Stable Vicuna 13B GGML

Property	Value
Base Model	CarperAI Stable Vicuna 13B
Parameter Count	13 Billion
License	Other (Non-commercial)
Paper	Based on LLaMA (arXiv:2302.13971)
Quantization Options	2-bit to 8-bit GGML

What is stable-vicuna-13B-GGML?

Stable Vicuna 13B GGML is a highly optimized version of CarperAI's Stable Vicuna model, specifically converted for efficient CPU and GPU inference using the GGML framework. This implementation offers various quantization levels, from 2-bit to 8-bit, providing flexible trade-offs between model size, performance, and accuracy.

Implementation Details

The model comes in multiple quantization variants, each optimized for different use cases. The implementation includes both traditional quantization methods (q4_0, q4_1, q5_0, q5_1, q8_0) and newer k-quant methods (q2_K, q3_K_S, q3_K_M, q3_K_L, q4_K_S, q4_K_M, q5_K_S, q6_K).

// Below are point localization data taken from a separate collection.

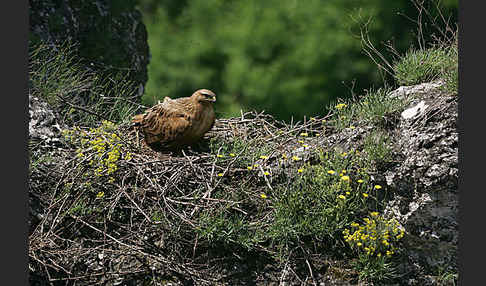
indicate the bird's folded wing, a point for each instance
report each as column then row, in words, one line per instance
column 162, row 124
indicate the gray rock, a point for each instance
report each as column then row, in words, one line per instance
column 426, row 201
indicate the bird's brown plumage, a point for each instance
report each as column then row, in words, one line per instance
column 175, row 123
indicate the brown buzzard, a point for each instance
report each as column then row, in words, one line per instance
column 176, row 123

File sizes range from 5.43GB for the q2_K version to 13.83GB for the q8_0 version.

Compatible with llama.cpp and various UI frameworks
Supports GPU layer offloading for improved performance
Includes new k-quant methods for better compression efficiency
Requires 7.93GB to 16.33GB RAM depending on quantization level

Core Capabilities

Optimized for conversation and instruction-following tasks
Supports both CPU and GPU inference
Multiple quantization options for different hardware constraints
Integration with popular frameworks like text-generation-webui and KoboldCpp

Frequently Asked Questions

Q: What makes this model unique?

This model stands out for its variety of quantization options and optimization for CPU/GPU inference, making it accessible for users with different hardware capabilities while maintaining good performance.

Q: What are the recommended use cases?

The model is ideal for conversational AI applications, text generation, and instruction-following tasks. Users can choose different quantization levels based on their hardware constraints and performance requirements.